Suppose you want to get from point A to point B. You use Google Transit directions, and it tells you:
Route 1:
1. Wait 5 minutes
2. Walk from point A to Bus stop 1 for 8 minutes
3. Take bus 69 till stop 2 (15 minues)
4. Wait 2 minutes
5. Take bus 6969 till stop 3(12 minutes)
6. Walk 7 minutes from stop 3 till point B for 3 minutes.
Total time = 5 wait + 40 minutes.
Route 2:
1. Wait 10 minutes
2. Walk from point A to Bus stop I for 13 minutes
3. Take bus 96 till stop II (10 minues)
4. Wait 17 minutes
5. Take bus 9696 till stop 3(12 minutes)
6. Walk 7 minutes from stop 3 till point B for 8 minutes.
Total time = 10 wait + 50 minutes.
All in all Route 1 looks way better. However, what really happens in practice is that bus 69 is 3 minutes behind due to traffic, and I end up missing bus 6969. The next bus 6969 comes at least 30 minutes later, which amounts to 5 wait + 70 minutes (including 30 m wait in the cold or heat). Would not it be nice if Google actually advertised this possibility? My question now is: what is the better algorithm for displaying the top 3 routes, given uncertainty in the schedule?
Thanks!
How about adding weightings that express a level of uncertainty for different types of journey elements.
Bus services in Dublin City are notoriously untimely, you could add a 40% margin of error to anything to do with Dublin Bus schedule, giving a best & worst case scenario. you could also factor in the chronic traffic delays at rush hours. Then a user could see that they may have a 20% or 80% chance of actually making a connection.
You could sort "best" journeys by the "most probably correct" factor, and include this data in the results shown to the user.
My two cents :)
For the UK rail system, each interchange node has an associated 'minimum transfer time to allow'. The interface to the route planner here then has an Advanced option allowing the user to either accept the default, or add half hour increments.

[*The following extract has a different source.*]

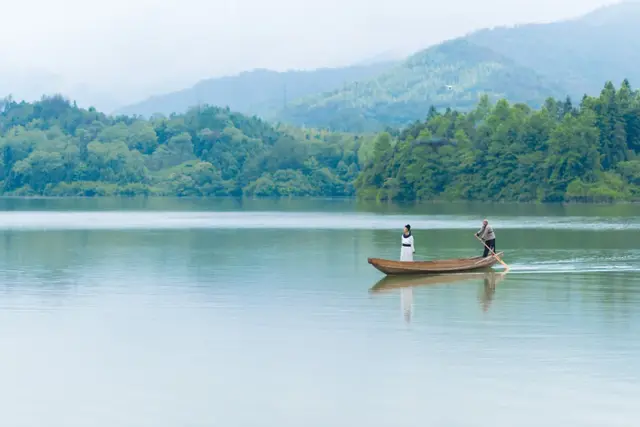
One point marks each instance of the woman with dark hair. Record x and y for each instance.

In your example, setting a' minimum transfer time to allow' of say 10 minutes at step 2 would prevent Route 1 as shown being suggested. Of course, this means that the minimum possible journey time is increased, but that's the trade off.
If you take uncertainty into account then there is no longer a "best route", but instead there can be a "best strategy" that minimizes the total time in transit; however, it can't be represented as a linear sequence of instructions but is more of the form of a general plan, i.e. "go to bus station X, wait until 10:00 for bus Y, if it does not arrive walk to station Z..." This would be notoriously difficult to present to the user (in addition of being computationally expensive to produce).
For a fixed sequence of instructions it is possible to calculate the probability that it actually works out; but what would be the level of certainty users want to accept? Would you be content with, say, 80% success rate? When you then miss one of your connections the house of cards falls down in the worst case, e.g. if you miss a train that leaves every second hour.
I wrote many years a go a similar program to calculate long-distance bus journeys in Finland, and I just reported the transfer times assuming every bus was on schedule. Then basically every plan with less than 15 minutes transfer time or so was disregarded because they were too risky (there were sometimes only one or two long-distance buses per day at a given route).
Empirically. Record the actual arrival times vs scheduled arrival times, and compute the mean and standard deviation for each. When considering possible routes, calculate the probability that a given leg will arrive late enough to make you miss the next leg, and make the average wait time P(on time)*T(first bus) + (1-P(on time))*T(second bus). This gets more complicated if you have to consider multiple legs, each of which could be late independently, and multiple possible next legs you could miss, but the general principle holds.
Catastrophic failure should be the first check.
This is especially important when you are trying to connect to that last bus of the day which is a critical part of the route. The rider needs to know that is what is happening so he doesn't get too distracted and knows the risk.
After that it could evaluate worst-case single misses.
And then, if you really wanna get fancy, take a look at the crime stats for the neighborhood or transit station where the waiting point is.